1. Create src/lib/department-scope.ts with forDepartment().
2. Register Fastify decorator in src/plugins/department-scope.ts.
3. Migrate REST routes (knowledge → namespaces → agent-tasks → approvals → traces).
4. Migrate RAG layer.
5. Fix WebSocket broadcast filtering.
6. Write tests/department-isolation.test.ts.
7. Remove all local deptScope / approvalDepartmentScope helpers.

Implemented

The accepted design has been applied in the current codebase:

• src/lib/department-scope.ts defines forDepartment(), directWhere(), nestedWhere(), and requireDepartmentId().
• src/plugins/department-scope.ts decorates authenticated requests with request.departmentScope.

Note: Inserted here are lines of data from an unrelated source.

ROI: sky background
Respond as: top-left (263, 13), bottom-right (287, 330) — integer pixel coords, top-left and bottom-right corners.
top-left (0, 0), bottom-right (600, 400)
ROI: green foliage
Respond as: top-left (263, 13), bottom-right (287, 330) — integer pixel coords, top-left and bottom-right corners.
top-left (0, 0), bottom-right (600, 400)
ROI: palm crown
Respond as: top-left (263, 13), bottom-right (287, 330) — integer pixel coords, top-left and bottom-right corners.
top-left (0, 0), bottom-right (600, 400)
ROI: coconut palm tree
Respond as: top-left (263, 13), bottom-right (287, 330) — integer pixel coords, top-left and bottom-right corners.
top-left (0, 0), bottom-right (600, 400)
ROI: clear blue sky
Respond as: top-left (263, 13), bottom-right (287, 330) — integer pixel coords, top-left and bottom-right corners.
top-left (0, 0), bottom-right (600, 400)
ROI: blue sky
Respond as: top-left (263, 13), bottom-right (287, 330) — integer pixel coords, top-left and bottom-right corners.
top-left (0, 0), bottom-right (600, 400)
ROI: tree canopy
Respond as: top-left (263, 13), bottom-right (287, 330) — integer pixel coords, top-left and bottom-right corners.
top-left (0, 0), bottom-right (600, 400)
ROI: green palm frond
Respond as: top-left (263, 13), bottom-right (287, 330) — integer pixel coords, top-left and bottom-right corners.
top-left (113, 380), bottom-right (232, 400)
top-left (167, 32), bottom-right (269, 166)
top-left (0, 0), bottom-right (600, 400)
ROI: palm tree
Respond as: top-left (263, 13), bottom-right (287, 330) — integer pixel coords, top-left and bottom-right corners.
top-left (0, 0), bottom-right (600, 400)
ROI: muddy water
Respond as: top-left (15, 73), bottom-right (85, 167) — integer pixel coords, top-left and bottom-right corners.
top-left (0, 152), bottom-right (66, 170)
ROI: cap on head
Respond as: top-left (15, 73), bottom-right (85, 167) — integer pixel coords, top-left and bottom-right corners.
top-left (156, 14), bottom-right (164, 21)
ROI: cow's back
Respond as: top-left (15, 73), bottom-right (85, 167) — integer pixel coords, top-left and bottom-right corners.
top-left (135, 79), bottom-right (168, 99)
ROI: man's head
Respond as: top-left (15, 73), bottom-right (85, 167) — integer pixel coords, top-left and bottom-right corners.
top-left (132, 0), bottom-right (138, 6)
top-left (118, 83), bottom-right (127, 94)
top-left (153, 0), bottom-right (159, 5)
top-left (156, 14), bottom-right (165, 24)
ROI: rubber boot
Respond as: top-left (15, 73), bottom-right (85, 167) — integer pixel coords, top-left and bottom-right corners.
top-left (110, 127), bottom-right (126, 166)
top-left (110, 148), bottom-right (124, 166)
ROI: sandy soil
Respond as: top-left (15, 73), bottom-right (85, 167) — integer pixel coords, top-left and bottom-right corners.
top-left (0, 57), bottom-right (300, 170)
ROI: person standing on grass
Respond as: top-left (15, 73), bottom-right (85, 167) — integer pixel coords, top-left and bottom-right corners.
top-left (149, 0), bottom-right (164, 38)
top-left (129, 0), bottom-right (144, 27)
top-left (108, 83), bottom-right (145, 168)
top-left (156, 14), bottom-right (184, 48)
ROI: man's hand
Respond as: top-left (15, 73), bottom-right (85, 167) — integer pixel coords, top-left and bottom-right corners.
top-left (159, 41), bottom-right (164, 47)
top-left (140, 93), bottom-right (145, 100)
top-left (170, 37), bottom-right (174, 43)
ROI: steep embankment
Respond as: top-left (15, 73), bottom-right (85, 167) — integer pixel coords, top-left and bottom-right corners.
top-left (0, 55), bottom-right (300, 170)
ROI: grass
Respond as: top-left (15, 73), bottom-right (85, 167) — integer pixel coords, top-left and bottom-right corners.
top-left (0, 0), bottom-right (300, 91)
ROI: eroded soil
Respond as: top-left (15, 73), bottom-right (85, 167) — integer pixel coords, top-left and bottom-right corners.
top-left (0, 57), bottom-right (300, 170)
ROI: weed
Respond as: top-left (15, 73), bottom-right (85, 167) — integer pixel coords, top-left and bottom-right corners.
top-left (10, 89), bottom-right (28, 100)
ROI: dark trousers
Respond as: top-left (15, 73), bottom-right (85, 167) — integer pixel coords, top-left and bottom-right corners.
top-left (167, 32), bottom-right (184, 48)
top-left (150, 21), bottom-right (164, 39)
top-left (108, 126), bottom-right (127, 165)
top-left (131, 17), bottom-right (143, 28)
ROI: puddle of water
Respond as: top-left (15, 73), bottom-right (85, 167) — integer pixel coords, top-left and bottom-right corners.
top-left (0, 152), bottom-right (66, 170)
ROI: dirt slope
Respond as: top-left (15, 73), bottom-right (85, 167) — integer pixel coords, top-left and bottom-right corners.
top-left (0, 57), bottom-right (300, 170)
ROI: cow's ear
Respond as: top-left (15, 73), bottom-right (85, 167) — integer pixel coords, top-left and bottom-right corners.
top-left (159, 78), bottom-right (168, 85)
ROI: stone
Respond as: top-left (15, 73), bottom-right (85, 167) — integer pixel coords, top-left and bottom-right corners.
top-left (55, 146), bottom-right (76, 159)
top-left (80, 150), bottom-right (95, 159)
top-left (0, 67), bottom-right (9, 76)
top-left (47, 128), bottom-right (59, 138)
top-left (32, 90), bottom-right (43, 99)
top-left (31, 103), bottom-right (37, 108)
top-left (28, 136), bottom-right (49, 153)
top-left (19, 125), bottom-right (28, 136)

• REST routes for knowledge, namespaces, agent tasks, approvals, traces, conversations, and employee profiles use the shared scope pattern.

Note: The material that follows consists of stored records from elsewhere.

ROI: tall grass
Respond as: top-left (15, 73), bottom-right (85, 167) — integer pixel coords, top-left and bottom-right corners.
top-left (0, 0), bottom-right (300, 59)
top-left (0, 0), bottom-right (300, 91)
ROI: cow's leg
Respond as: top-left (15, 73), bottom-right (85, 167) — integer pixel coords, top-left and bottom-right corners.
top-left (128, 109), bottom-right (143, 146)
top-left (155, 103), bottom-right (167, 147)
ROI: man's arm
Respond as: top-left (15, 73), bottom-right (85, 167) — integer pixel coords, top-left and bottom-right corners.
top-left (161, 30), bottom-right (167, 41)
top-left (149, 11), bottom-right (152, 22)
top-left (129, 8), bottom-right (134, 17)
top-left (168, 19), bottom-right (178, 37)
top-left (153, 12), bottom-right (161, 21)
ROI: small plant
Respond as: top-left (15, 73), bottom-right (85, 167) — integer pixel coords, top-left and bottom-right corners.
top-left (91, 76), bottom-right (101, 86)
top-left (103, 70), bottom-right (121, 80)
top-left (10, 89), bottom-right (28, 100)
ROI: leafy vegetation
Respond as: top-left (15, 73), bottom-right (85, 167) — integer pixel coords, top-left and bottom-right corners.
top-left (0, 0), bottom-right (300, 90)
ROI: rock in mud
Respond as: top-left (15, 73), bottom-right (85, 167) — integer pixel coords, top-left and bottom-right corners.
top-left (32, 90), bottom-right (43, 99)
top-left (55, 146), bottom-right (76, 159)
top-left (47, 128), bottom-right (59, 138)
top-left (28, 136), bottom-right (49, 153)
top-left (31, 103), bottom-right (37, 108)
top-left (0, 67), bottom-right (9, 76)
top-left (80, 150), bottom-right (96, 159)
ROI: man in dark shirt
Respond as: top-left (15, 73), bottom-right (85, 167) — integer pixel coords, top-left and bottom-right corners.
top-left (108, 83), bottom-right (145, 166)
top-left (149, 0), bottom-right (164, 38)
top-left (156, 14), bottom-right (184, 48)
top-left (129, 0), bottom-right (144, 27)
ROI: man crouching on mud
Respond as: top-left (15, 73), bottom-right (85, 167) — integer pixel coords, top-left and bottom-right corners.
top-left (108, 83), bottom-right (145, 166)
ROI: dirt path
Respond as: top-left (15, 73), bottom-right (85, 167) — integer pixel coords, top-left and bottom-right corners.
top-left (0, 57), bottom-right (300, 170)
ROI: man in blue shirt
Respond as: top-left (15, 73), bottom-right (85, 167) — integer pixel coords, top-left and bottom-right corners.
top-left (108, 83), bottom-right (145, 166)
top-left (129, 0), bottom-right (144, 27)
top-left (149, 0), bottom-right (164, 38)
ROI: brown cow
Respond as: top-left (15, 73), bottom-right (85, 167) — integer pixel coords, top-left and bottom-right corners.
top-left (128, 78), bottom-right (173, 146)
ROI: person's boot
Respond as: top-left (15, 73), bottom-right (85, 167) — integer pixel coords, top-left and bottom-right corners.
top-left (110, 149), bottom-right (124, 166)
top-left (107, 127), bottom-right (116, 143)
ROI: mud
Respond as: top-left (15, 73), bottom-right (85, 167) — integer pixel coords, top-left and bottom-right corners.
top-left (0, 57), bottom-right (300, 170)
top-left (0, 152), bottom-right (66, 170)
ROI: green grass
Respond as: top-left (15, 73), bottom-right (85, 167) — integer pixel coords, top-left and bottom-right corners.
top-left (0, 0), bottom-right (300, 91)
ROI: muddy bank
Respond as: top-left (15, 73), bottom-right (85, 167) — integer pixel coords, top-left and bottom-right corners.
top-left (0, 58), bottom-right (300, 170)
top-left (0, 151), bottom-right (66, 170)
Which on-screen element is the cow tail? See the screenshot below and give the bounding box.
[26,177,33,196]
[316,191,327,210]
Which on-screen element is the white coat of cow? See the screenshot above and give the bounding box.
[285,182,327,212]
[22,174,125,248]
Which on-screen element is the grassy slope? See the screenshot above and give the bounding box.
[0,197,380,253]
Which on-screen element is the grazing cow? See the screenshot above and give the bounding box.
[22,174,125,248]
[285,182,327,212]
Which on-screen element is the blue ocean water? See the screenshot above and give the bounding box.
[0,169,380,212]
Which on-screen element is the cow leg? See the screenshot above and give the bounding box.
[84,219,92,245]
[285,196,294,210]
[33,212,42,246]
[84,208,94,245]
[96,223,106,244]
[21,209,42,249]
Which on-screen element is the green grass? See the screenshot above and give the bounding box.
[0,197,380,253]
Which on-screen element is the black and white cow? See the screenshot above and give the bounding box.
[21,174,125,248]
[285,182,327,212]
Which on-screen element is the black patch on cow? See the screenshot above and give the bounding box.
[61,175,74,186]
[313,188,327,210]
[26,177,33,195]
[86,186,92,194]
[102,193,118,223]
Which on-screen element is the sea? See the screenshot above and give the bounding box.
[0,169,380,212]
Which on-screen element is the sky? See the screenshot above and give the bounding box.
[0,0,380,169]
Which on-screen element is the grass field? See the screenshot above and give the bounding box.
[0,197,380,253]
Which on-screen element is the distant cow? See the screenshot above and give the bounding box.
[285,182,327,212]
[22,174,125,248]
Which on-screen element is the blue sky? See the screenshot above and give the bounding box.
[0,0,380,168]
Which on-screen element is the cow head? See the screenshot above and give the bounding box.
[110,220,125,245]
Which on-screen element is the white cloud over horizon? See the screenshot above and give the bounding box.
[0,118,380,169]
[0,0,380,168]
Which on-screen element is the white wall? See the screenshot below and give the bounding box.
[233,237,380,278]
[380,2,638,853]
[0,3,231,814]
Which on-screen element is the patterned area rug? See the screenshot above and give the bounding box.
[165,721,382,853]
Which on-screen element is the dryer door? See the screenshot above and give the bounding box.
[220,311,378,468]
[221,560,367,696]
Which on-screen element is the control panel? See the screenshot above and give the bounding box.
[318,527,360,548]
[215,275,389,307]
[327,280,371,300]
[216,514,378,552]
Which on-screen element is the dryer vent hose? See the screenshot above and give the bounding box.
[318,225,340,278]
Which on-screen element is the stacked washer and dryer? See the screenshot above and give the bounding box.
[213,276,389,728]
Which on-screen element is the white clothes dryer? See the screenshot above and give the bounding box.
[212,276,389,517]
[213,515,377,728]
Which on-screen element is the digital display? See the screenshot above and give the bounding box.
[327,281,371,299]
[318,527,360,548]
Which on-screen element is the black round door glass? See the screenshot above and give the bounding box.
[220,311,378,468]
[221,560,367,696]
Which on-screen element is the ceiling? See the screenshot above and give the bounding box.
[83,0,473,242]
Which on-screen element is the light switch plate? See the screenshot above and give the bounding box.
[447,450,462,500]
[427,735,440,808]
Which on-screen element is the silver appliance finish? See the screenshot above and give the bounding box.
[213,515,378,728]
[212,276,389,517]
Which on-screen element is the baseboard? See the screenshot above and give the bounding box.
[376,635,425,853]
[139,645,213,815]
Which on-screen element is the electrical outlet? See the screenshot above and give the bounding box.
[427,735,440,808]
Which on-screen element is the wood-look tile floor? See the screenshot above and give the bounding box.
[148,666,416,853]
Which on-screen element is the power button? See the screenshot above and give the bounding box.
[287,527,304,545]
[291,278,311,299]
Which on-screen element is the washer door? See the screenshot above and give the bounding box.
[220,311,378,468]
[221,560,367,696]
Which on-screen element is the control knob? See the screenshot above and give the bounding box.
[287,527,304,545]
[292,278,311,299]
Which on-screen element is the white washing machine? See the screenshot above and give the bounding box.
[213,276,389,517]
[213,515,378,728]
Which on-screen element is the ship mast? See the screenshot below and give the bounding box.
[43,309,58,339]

• src/knowledge/rag.ts receives the conversation user's scope and applies it to vector, question-vector, and keyword SQL retrieval.
• src/plugins/websocket.ts validates namespace department membership on subscribe and again on every broadcast, including stale subscriptions.
• tests/department-isolation.test.ts covers list, detail, mutation, analytics, RAG retrieval, and WebSocket isolation paths.